Et les supporters de foot ?

Si dans quelques semaines, 10.000 supporters du Standard se rendent devant le stade de Sclessin et exigent de pouvoir assister au match, que fera le bourgmestre de Liège, Willy Demeyer ? Demandera-t-il à sa police de laisser faire, parce qu’elle n’a pas les moyens de gérer pareille foule en colère ? S’il décide de faire respecter la loi, les clubs de supporters dénonceront sa politique de « deux poids, deux mesures », puisque la tolérance a été de mise pour les restaurateurs et les cafetiers.

Pas la langue de bois

La cible préférée des rebelles, de Liège et d’ailleurs, est Frank Vandenbroucke. C’est fort injuste. Le ministre fédéral de la Santé ne pratique pas la langue de bois. Depuis son entrée en fonction, jamais Frank Vandenbroucke n’a annoncé le moindre assouplissement d’une mesure sanitaire sans préciser, dans la foulée : «  Si les chiffres de la pandémie le permettent ». A cet égard, avec le Premier ministre libéral, Alexander De Croo et le Vice-premier socialiste, Pierre-Yves Dermagne, il est sans doute, au fédéral, le décideur politique le plus cohérent dans ses prises de position.

Vandenbroucke est populaire

Au-delà de la controverse sur les terrasses, il est à noter que l’opinion publique apprécie la « ligne Vandenbroucke ». Le ministre de la Santé est actuellement le 3eme politique le plus populaire en Flandre, le 4eme à Bruxelles, et le 5eme en Wallonie (pratiquement à égalité avec Elio Di Rupo). A lire certaines prises de position, on a parfois l’impression que c’est « Vandenbroucke contre le reste du monde ». Rien n’est plus faux. Globalement, et même si l’adhésion aux mesures faiblit, ce qui est tout sauf étonnant après de longs mois de confinement, une majorité de Belges continuent à faire confiance au « méchant » Vandenbroucke.

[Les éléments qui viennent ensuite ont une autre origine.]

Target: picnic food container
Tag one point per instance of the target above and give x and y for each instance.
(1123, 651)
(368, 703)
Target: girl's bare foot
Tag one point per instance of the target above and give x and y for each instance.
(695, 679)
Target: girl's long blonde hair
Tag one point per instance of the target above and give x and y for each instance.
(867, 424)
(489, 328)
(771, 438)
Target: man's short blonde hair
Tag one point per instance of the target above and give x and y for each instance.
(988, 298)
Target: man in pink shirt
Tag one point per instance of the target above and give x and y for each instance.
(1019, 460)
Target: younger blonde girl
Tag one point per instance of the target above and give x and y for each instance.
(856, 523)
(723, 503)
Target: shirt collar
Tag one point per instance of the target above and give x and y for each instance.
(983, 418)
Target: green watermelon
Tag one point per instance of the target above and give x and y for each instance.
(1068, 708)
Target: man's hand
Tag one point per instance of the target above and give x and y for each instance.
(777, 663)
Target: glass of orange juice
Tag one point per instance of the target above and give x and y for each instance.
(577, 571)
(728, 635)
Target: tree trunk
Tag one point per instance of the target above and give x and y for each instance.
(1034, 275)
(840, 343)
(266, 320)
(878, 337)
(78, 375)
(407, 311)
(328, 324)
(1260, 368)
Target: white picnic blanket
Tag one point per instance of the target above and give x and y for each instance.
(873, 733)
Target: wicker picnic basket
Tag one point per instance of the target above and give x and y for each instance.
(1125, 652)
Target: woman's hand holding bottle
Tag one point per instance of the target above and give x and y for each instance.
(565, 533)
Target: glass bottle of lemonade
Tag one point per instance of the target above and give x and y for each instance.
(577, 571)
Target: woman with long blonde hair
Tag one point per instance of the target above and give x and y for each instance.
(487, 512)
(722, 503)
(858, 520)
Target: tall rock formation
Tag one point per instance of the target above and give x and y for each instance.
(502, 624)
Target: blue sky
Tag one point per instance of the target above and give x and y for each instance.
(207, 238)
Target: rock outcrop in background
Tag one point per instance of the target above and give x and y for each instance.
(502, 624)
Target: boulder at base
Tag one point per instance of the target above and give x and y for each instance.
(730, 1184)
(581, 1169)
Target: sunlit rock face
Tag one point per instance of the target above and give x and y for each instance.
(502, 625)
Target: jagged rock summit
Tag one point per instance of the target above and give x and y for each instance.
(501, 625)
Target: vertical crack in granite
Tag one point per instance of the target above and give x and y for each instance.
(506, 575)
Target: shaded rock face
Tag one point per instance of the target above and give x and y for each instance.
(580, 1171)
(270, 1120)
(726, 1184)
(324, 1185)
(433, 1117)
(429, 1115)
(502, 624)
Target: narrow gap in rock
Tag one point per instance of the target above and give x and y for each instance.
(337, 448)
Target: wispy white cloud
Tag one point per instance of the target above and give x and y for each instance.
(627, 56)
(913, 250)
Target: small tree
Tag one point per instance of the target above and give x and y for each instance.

La saga des terrasses, un moment-clé

Depuis son entrée en fonction, à chaque moment-clé, le ministre fédéral de la Santé s’est imposé comme l’homme de la situation. Celui qui n’a qu’une obsession : protéger au mieux la population face à la gravité de la situation sanitaire. La saga des terrasses apparaît à un nouveau moment-clé : celui où une partie de l’Horeca, au bout du rouleau, tente le coup du passage en force. On comprend le désarroi de ces restaurateurs, souvent au fond du trou. Mais si leur « opération du 1er mai » réussit, d’autres coups de force suivront. Ce sera le règne du « chacun pour soi ». Le socialiste Frank Vandenbroucke est dans son rôle en s’opposant à ce « chacun pour soi », contre lequel s’est toujours battu sa famille politique.

La gauche est attendue au tournant

Historiquement, c’est aussi l’honneur de la famille politique socialiste d’avoir toujours tenté de n’abandonner personne au bord de la route. Aujourd’hui, de plus en plus de restaurateurs et de cafetiers sont seuls au bord de la route. Cette situation ne peut être acceptée avec fatalisme par la famille politique de Vandenbroucke & C°. Il est impensable de ne pas entendre le cri de désespoir des travailleurs de l’Horeca.

La gauche a parfois été suspectée d’être peu sensible aux drames vécus par certains indépendants. Le moment est venu de faire un pas vers le secteur de l’Horeca. Non pas en autorisant l’ouverture des pompes à bière le 1er mai, ce serait anecdotique , mais plus fondamentalement en apportant aux travailleurs de l’Horeca une aide financière enfin conséquente. Pas une aumône. Un véritable appui, qui permettra d’éviter un dramatique naufrage collectif. Frank Vandenbroucke et la famille socialiste doivent jouer un rôle moteur dans ce sauvetage de l’Horeca. Il y a urgence.